Las últimas apariciones de Halle Berry dejan una imagen muy pobre de la actriz. Y es que se está revelando como una gran hortera a la vista de los modelitos con los que nos agasaja en cada foto. Urge alguien que le asesore.
La confirmación llegó el otro día en la entrega de los Globos de Oro, pero ya había algo que empezábamos a sospechar: que Halle Berry es una mujer de bastante mal gusto.
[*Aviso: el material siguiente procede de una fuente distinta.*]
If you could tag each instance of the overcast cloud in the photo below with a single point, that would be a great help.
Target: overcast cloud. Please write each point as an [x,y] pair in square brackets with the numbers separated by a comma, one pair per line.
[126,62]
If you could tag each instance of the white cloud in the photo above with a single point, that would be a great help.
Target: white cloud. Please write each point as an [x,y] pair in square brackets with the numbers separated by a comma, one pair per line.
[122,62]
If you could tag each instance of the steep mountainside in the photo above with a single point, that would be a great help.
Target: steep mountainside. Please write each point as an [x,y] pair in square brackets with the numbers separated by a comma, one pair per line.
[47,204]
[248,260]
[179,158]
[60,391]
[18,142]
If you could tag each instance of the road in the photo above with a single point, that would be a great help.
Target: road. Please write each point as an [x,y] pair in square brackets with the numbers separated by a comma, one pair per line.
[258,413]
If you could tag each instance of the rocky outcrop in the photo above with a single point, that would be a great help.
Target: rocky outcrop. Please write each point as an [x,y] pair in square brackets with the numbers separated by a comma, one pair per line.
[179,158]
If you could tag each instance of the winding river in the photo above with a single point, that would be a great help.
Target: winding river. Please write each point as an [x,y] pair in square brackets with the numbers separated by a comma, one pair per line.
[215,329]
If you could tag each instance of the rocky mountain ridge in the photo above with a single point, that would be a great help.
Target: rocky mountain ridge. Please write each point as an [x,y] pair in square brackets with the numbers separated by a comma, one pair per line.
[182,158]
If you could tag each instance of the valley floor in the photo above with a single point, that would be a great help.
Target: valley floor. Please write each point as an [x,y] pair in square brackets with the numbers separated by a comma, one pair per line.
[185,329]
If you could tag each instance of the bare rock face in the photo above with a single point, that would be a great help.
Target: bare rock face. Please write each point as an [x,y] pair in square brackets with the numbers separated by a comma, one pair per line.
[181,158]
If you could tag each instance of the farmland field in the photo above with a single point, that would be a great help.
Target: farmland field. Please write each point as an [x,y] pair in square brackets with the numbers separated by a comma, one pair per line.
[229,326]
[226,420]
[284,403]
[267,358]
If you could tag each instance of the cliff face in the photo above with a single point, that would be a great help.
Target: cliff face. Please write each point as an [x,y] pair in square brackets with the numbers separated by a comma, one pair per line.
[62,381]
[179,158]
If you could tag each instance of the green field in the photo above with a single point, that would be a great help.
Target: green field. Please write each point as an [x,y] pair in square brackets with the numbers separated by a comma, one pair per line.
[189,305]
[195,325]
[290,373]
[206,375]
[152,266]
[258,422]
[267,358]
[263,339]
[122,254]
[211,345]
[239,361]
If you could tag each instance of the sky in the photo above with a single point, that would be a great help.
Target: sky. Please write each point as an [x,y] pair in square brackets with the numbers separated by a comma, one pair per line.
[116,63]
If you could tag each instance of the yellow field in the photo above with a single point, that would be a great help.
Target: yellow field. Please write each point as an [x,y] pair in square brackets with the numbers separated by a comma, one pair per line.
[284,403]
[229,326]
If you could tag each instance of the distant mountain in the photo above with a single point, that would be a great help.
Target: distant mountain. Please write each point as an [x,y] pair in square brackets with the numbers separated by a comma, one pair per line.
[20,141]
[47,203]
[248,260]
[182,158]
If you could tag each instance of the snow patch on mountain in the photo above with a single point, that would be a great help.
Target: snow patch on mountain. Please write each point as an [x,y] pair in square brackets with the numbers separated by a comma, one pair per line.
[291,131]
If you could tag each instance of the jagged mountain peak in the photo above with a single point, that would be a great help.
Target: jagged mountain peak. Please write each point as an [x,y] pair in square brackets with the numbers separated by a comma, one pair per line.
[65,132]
Eso sí, en el vestir, que en sus parejas sí que escoge con cuidado: mira a Gabriel Aubry y a Olivier Martínez, ambos un género de excelente calidad. Pero, en lo que a la ropa se refiere, Berry se ha metido en una espiral de horror que ha culminado este domingo al aparecer en la ceremonia de los Globos de Oro con este Nina Ricci lencero con unos velos colgantes que recuerdan al traje de Miss Mamarracha. Las sandalias plateadas apenas se aprecian aunque casi mejor, porque parecen de zapatería de barrio.
¿Qué le pasa a Halle? Yo creo que no es novedad lo de su falta de buen gusto, simplemente que ahora se ha hecho más patente. La pobre no sabe muy bien cómo adaptarse a las tendencias de la moda, como le ha pasado recientemente con el traje. Es una de las más elegantes del momento, pero ella la estropea con un hórrido Balmain brocado que recuerda a la tapicería de un sofá. ¡Además con el pantalón acampanado! Lo vuelve a intentar después con uno masculino de raya diplomática, no muy favorecedor pero correcto; el top de seda infumable, el bolso de leopardo y los zapatos de punta marrones se cargan lo que podría haber sido un look interesante. Yo no sé cómo no desistió con esto del traje después de lo poquito que acertó ya en su primera intentona en 2006... ¿Lo rescató el pasado noviembre para salir a cenar, combinado con más animal print? Debería saber ya a estas alturas que los tejidos brillantes son siempre feos y que favorecen poco, incluso a mujeres guapas y exhuberantes como ella.
Seamos justos: Halle no siempre viste mal, sólo que muchas veces se equivoca de manera garrafal. En ocasiones, va muy elegante, pero comete errores de quinceañera olvidándose de depilarse las axilas. ¡Y ya le ha pasado alguna vez más!
Pero más allá del mal uso de la cuchilla, lo que definitivamente le pierde a Halle Berry son los brillos. Una de sus firmas preferidas es Kaufman Franco, un auténtico catálogo de brilli-brillis que recuerda a las tiendas de confección de bodas baratillas pero para celebrities. Gracias a esta marca hemos podido ver a la actriz vestida de sirenita, con escamas y todo. Y es que las lentejuelas son la pieza preferida de estos diseñadores, que utilizan con profusión como podemos ver aquí o aquí.

Su personaje en Los Picapiedra debió marcar mucho su estilo, porque desde entonces ha utilizado el animal print con regulares resultados: horterillas o acertados, depende.
Aunque, si hay un modelazo memorable, ése es el que lució el día en que ganó un Óscar. ¡Y no precisamente por bonito y elegante! Sino porque resume a la perfección su filosofía a la hora de vestir. Ese célebre Ellie Saab que llevó aquella noche tenía una interminable falda con cola borgoña con su efecto preferido, ¡el brillo! Después, el cuerpo era como una malla transparente con unos motivos vegetales que cubrían las partes pudendas pero dejaban apreciar a la perfección su magnífica anatomía. Este efecto transparencia-flora primaveral es, cómo describirlo brevemente, feo.
Invitamos a Halle Berry a que se inspire un poco más en su estilo urbano para las alfombras rojas, donde da imagen de una mujer joven y moderna que lleva ropa de calidad, y no una choni adicta a Stradivarius.